The World Health Organization said people obtaining unsafe abortions are at a higher risk of death. Annually, 4.7% to 13.2% "of maternal deaths can be attributed to unsafe abortion," the WHO said. In developing regions of the world, there are 220 deaths per 100,000 unsafe abortions.
Trans and nonbinary people have undergone abortions as well.
The Guttmacher Institute estimates in 2017, an estimated 462 to 530 transgender or nonbinary individuals in the U.S. had abortions. That same year, the CDC said, 609,095 total abortions were carried out in the country.
The Abortion Out Loud campaign has collected stories from thousands of people who have had an abortion. Included are stories from trans and nonbinary people who have had an abortion — such as Jae, who spoke their experience.
"Most abortions in 2019 took place early in gestation," according to the CDC. Nearly 93% of abortions were performed at less than 13 weeks' gestation.
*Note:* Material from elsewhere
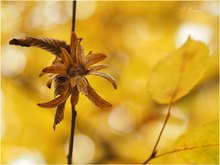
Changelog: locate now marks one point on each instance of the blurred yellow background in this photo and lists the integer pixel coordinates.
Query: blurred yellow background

Abortion pills, which can typically be used up to 10 weeks into a pregnancy, made up 54% of abortions in 2020. These pills were the primary choice in the U.S. for the first time since the Food and Drug Administration approved the abortion drug mifepristone more than 20 years ago.
State legislatures have been moving to adopt 20-week abortion bans, with abortion opponents claiming fetuses can feel pain at that point. Roughly a third of states have implemented an abortion ban around 20 weeks.
But this contradicts widely accepted medical research from 2005. This study, published in the Journal of the American Medical Association, concluded that a fetus is not capable of experiencing pain until somewhere between 29 or 30 weeks.
Researchers wrote that fetal awareness of pain requires "functional thalamocortical connections." Those thalamocortical fibers begin appearing between 23 and 30 weeks' gestational age, but the capacity for pain perception comes later.
The argument against abortion has frequently been based on religion.
Data shows that the majority of people who get an abortion have some sort of religious affiliation, according to the most recent Guttmacher Institute data, from 2014.
The Pew Research Center also shows that attitudes on whether abortion should be legal vary among evangelical Protestants, mainline Protestants and Catholics.